The discussion below is merely provided for general background information and is not intended to be used as an aid in determining the scope of the claimed subject matter.
An aspect of the invention relates to an apparatus for preparing food, comprising a food preparation chamber with an air-permeable bottom wall and an upper air discharge opening, a fan for moving hot air successively through the bottom wall, the food preparation chamber and the discharge opening, an air guide for returning the air from the discharge opening towards the bottom wall separate from the food preparation chamber, a heat radiator positioned in the upper part of the food preparation chamber and the air guide below the food preparation chamber and on top of a bottom part for directing the air flow essentially upwards into food present in the food preparation chamber
An apparatus of this type provides a method for the preparation of food wherein the food is heated from below by convection (by means of the air flow) and from above by radiation (by the heat radiator) simultaneously. The air, which is heated by the heat radiator, circulates within the apparatus and prepares the food (frying, cooking).

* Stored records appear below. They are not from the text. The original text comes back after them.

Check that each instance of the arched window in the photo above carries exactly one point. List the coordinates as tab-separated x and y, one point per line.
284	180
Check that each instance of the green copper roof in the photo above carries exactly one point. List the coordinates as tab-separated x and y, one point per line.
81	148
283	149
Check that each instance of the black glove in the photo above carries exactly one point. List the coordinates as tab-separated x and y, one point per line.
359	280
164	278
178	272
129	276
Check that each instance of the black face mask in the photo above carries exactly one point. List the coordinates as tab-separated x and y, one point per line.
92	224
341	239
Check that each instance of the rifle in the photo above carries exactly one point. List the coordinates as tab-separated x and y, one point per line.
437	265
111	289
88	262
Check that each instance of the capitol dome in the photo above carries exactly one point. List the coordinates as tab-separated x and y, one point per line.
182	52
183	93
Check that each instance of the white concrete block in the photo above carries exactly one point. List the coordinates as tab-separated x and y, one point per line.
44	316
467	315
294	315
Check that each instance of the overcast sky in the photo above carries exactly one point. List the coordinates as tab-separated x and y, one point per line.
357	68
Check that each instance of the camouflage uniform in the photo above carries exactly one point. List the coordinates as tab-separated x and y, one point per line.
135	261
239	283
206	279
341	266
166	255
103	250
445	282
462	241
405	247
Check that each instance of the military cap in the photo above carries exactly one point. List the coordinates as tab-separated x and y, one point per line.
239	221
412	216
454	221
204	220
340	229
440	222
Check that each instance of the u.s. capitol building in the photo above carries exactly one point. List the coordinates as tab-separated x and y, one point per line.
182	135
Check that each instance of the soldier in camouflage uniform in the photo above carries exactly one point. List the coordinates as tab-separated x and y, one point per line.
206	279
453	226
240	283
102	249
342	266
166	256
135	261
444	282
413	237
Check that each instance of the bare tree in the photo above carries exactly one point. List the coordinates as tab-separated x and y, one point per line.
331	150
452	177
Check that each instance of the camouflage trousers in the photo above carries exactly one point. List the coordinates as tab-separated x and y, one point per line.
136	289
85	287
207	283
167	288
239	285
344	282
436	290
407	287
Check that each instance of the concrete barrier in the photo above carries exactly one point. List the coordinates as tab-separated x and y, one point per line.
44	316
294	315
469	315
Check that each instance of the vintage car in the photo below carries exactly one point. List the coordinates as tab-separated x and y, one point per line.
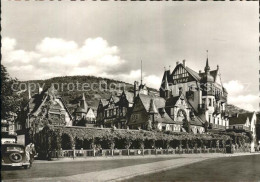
14	155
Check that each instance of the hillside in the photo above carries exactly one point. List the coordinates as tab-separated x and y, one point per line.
102	88
234	109
70	88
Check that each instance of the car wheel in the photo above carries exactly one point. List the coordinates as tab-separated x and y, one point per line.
27	167
15	157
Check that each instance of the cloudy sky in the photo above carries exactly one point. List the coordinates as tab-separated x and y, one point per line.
44	39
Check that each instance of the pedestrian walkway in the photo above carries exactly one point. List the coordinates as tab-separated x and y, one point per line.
123	173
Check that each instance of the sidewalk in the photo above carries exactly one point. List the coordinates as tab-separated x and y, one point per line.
141	157
123	173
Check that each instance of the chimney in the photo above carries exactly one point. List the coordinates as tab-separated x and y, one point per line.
135	88
39	90
183	62
180	91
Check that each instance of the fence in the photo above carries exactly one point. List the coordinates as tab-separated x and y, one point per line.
129	152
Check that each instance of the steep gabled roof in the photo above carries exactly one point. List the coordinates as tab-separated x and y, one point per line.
213	73
165	118
240	118
129	97
172	101
196	121
159	102
104	102
193	73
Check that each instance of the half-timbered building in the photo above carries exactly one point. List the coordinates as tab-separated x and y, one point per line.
203	91
83	114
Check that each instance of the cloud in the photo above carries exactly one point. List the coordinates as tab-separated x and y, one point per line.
153	81
55	56
58	57
234	87
55	46
236	95
8	44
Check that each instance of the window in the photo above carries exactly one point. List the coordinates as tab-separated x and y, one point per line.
210	102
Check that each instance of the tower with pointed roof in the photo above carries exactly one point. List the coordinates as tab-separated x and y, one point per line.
165	90
204	92
82	109
142	88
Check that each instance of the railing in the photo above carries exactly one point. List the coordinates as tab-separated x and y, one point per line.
130	152
216	126
238	127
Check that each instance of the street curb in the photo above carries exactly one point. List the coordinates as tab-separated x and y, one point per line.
156	171
67	160
173	167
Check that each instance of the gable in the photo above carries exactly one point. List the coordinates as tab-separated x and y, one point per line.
183	75
90	114
218	80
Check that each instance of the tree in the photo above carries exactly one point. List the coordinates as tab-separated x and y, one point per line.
10	102
206	126
186	126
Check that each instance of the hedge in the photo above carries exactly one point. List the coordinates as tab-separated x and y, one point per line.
56	137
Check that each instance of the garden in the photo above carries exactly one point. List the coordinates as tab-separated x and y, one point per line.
97	141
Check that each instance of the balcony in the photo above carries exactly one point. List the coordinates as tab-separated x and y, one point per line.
221	98
217	110
217	126
238	127
202	108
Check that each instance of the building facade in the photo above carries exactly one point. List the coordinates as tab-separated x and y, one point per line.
114	112
44	108
83	114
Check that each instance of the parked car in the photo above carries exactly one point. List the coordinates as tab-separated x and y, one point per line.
14	155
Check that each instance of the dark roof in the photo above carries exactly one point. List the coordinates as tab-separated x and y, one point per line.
167	78
193	73
104	102
196	121
213	73
115	98
38	100
129	97
240	118
172	101
159	102
165	118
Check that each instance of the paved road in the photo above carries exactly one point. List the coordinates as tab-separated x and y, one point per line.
243	168
61	169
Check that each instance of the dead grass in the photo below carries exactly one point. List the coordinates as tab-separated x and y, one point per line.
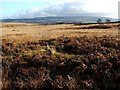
32	32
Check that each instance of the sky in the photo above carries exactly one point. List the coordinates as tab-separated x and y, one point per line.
41	8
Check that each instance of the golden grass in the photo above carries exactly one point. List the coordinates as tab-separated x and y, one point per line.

In an apparatus which heats food by means of convection a substantial amount of heat is lost because the air flow looses a substantial amount of its energy due to resistance in the flow path. Moreover, in many known apparatus the air circulates without having been in contact with the food.
Apparatus exist in which the air only can follow a path along the food, and in such apparatus the heat transfer towards the food is improved because the heat transfer is determined by the amount of heat present in the air flow and the magnitude of the surface the air flow can contact within a specified period of time.
In known apparatus much of this energy is lost due to resistance of the air flow within the apparatus. This negatively influences the air flow, speed of preparation and baking quality.
In known apparatus the air flow pattern basically is vertical or cyclonic. Due to its high upward speed a vertical air flow is very effective because the air only follows a short path before again reaching the heat source. However, such a vertical air flow requires a vast amount of energy for diverting the air which has started to circulate by means of the fan. This results in a substantial loss of air flow, time and baking quality and requires much power for the fan. Of course this will lead to an increased power consumption.
In a cyclonic air flow pattern the rotation of the air flow, in a known apparatus, will be determined by the shape of the food preparation chamber. The air follows the inner wall, resulting in air flowing along said inner wall with a high circumferential velocity, whereas in a central column the air substantially is static. The upward velocity of the air is minimal. This provides large differences in baking result between food present in a central area of the food preparation chamber and food present along the inner wall. Although a cyclonic air flow pattern requires much kinetic energy, it results in a worse and less consistant result.